Abstract 2199P
Background
Multi-omic studies have identified three lung carcinoid (LC) subtypes (A1, A2, B) with unique expression for OTP, ASCL1 & HNF1a genes. We developed an immunohistochemical (IHC) panel for LC subtype identification and clinical-pathological correlation.
Methods
IHC was evaluated in a blinded fashion in mRNA-profiled LC (n=5 per A1/A2/B). IHC H-score was scored and positive for OTP/HNF1a if ≥50 & ASCL1 ≥10. Then, surgically resected pathology revised LC (2003-2012) from a Dutch population based cohort using the cancer/pathology registry (n=474) were evaluated including matching metastasis of 20 recurrent LC. Also, potential therapeutic targets (SSRT2a/DLL3) were assessed. Normal lung tissue distant to the primary LC (≈35/type) was screened for neuroendocrine cell hyperplasia (NECH) using OTP/ChrA IHC. Disease free survival (DFS) was calculated and evaluated using log rank test. Clinical caracteristics were compared using chi-square test.
Results
IHC and mRNA expression of matched primary samples were near-identical.
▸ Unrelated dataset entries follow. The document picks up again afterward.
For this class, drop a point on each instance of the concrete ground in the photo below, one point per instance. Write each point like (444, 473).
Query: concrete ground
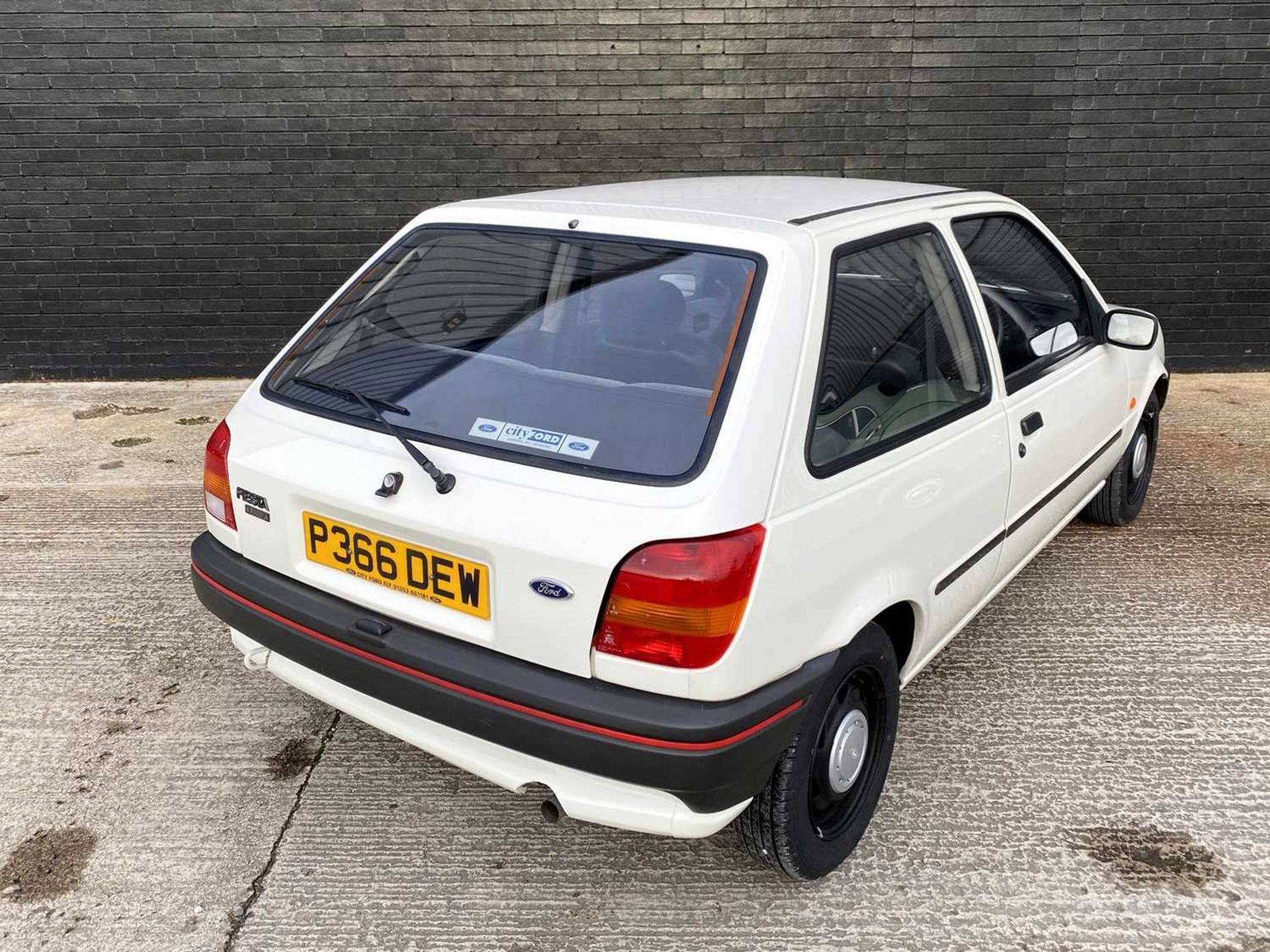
(1086, 767)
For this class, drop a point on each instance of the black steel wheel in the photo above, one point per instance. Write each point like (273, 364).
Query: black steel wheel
(820, 799)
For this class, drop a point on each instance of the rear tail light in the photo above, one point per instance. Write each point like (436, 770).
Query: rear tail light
(216, 476)
(680, 603)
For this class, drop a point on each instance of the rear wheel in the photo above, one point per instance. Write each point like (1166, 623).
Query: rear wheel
(1121, 499)
(820, 799)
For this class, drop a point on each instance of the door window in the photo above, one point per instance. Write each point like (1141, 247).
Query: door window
(1035, 302)
(901, 356)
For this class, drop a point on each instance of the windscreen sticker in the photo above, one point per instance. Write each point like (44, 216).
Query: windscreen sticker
(536, 437)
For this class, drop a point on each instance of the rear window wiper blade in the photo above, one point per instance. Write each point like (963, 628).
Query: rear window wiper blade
(349, 394)
(444, 480)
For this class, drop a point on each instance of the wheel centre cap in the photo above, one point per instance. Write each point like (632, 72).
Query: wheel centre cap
(1140, 456)
(847, 754)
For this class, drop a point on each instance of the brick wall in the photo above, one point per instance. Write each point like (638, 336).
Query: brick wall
(182, 182)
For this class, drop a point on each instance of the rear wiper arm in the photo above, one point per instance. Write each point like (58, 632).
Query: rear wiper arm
(444, 480)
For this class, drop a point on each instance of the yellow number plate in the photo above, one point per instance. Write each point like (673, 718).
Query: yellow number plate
(402, 567)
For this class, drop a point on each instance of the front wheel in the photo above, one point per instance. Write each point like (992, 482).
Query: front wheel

IHC identified A1 in 44% and was classified as OTPHIGH/LOW/ASCL1HIGH/HNF1aLOW, A2 in 40% as OTPHIGH/ASCL1LOW/HNF1aHIGH and B in 16% as OTPLOW/ASCL1LOW/HNF1aHIGH/LOW. Patients with A1 LC generally were middle-aged/elderly females with a peripheral tumour (Table). By contrast, in A2 primarily young patients with endobronchial tumours were identified. In B, the rate of recurrence of disease and tumor size were highest. Patients with A2 had significantly longer DFS compared to A1 and B. Matching primary-metastatic tumours showed similar IHC expression patterns for OTP/ASCL1 and HNF1a. SSRT2a was highest in A2-B while DLL3 showed unique expression in A1. NECH was enriched in A1 and this NECH showed an IHC pattern similar to A1 (OTPHIGH/ASCL1HIGH). Table: 2199P
Clinical characteristics of LC subtypes
A1 (%) n=210 | A2 (%) n=190 | B (%) n=72 | p-value *<0.01 **<0.001 | |
% of cohort | 44 | 40 | 16 | |
Atypical LC | 10 | 4 | 16 | * |
Ki-67 | * | |||
0-4 | 92 | 97 | 89 | |
5-19 | 5 | 3 | 10 | |
>20 | 3 | 0 | 1 | |
Female | 82 | 60 | 40 | ** |
Age | ** | |||
<40 | 2 | 29 | 6 | |
41-50 | 15 | 24 | 13 | |
>50 | 83 | 47 | 81 | |
Tumour location | ** | |||
Peripheral | 57 | 12 | 26 | |
Endobronchial/central | 30 | 83 | 60 | |
NECH (≥3x bronchi(ole) with >5 NE cells) | ||||
Near tumour | 26 | 7 | 1 | * |
Distant normal tissue | 37 | 25 | 6 | * |
Tumour size (median, mm) | 18 | 20 | 23 | * |
Recurrence | 12 | 6 | 20 | * |
IHC (median, H-score) | ||||
DLL3 | 82 | 0 | 0 | ** |
SSRT2 | 5 | 150 | 140 | ** |
Conclusions
An OTP/ASCL1/HNF1a IHC panel enables separation of molecular LC types into clinically different groups with distinct therapeutic vulnerabilities.
Clinical trial identification
Editorial acknowledgement
Legal entity responsible for the study
The authors.
Funding
KWF Dutch Cancer Society, ENETS.
Disclosure
All authors have declared no conflicts of interest.